La legalità, banco di prova della credibilità della cultura di un popolo e della sua Chiesa, è il nuovo nome della carità, afferma don Giacomo Panizza, un prete bresciano che da oltre trent’anni vive in Calabria, dove ha dato vita a una comunità autogestita insieme a persone disabili. È nel mirino delle cosche dal 2002 per essere stato testimone di giustizia contro un clan mafioso e per aver preso in gestione un edificio confiscato.

Da allora vive sotto scorta e anche di recente una delle «sue» case è stata vittima di un attentato (cf.
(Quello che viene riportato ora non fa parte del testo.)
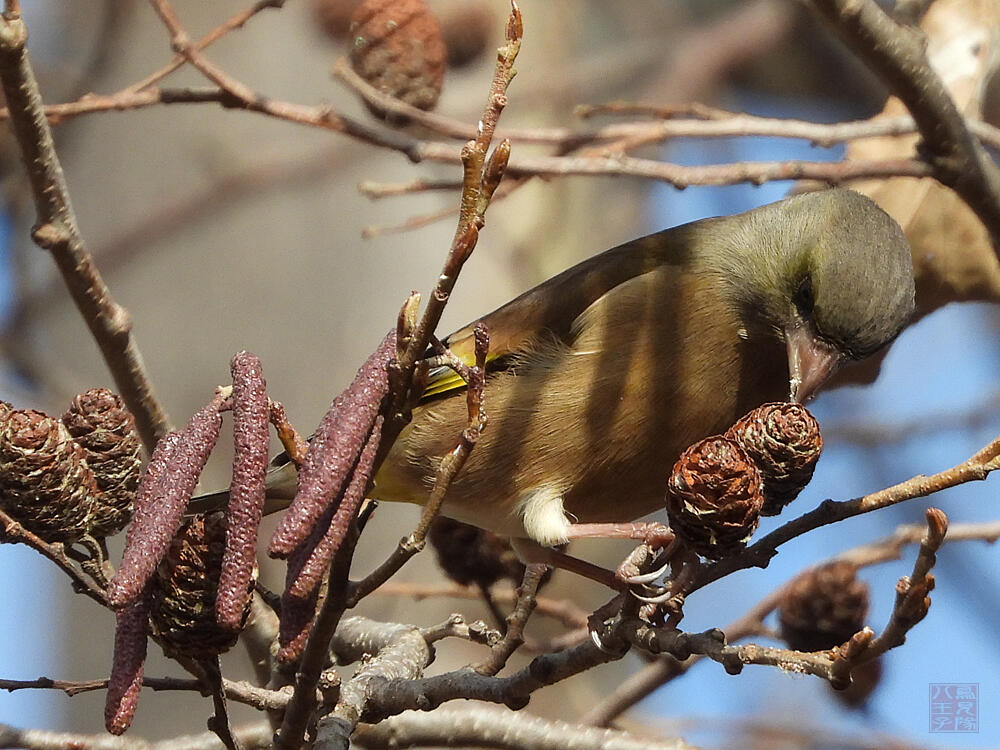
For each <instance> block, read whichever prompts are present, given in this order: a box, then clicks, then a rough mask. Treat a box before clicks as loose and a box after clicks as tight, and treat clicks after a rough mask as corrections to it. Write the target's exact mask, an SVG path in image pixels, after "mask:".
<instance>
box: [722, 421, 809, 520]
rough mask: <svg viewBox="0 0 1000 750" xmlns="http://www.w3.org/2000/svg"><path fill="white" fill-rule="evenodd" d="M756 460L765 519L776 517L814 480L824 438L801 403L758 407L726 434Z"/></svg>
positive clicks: (727, 432) (755, 460) (727, 436)
mask: <svg viewBox="0 0 1000 750" xmlns="http://www.w3.org/2000/svg"><path fill="white" fill-rule="evenodd" d="M726 437H728V438H730V439H731V440H735V441H736V442H737V443H739V445H740V447H741V448H743V450H744V451H746V453H747V455H749V456H750V458H751V459H753V461H754V463H755V464H757V468H758V469H759V470H760V473H761V476H762V477H763V479H764V507H763V508H762V509H761V512H760V514H761V515H762V516H776V515H778V514H779V513H780V512H781V511H782V509H783V508H784V507H785V506H786V505H788V504H789V503H790V502H792V500H794V499H795V498H796V497H798V494H799V493H800V492H801V491H802V489H803V488H804V487H805V486H806V485H807V484H809V480H811V479H812V475H813V471H814V470H815V468H816V462H817V461H818V460H819V454H820V453H821V452H822V450H823V436H822V435H821V434H820V429H819V422H817V421H816V418H815V417H814V416H813V415H812V414H810V413H809V410H808V409H806V407H804V406H803V405H802V404H795V403H786V402H776V403H770V404H764V405H762V406H758V407H757V408H756V409H754V410H753V411H751V412H749V413H747V414H746V415H745V416H743V417H742V418H740V420H739V421H737V422H736V424H734V425H733V426H732V427H730V428H729V430H728V431H727V432H726Z"/></svg>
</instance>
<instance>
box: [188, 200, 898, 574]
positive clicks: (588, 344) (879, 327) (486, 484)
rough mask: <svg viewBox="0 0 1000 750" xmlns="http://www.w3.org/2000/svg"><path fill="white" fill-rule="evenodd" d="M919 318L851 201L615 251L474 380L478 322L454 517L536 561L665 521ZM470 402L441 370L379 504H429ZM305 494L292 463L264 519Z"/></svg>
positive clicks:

Avvenire del 11/10/2014).Dalle regioni del Sud le mafie hanno accresciuto la loro influenza anche nel resto del Paese e in molti luoghi del mondo mandando in frantumi la coesione sociale, provocando l’impoverimento materiale e spirituale dei territori, lasciando una scia di sangue e di povertà. «È difficile per qualsiasi prete vivere in Calabria senza incontrarle, senza doverci fare i conti, senza denunciarle in qualche predica o inserirle miratamente nella catechesi».Le frasi vigorose pronunciate contro i mafiosi da Giovanni Paolo II e da papa Francesco e gli omicidi di don Pino Puglisi a Palermo e di don Peppe Diana a Casal di Principe ribadiscono un’urgenza non più rinviabile: vincere l’indifferenza e la paura educandoci ed educando all’onestà e alla trasparenza. Un compito che chiede alla società di organizzarsi con pratiche attive della legalità e alla Chiesa di sperimentare interventi corali e una pastorale adeguata.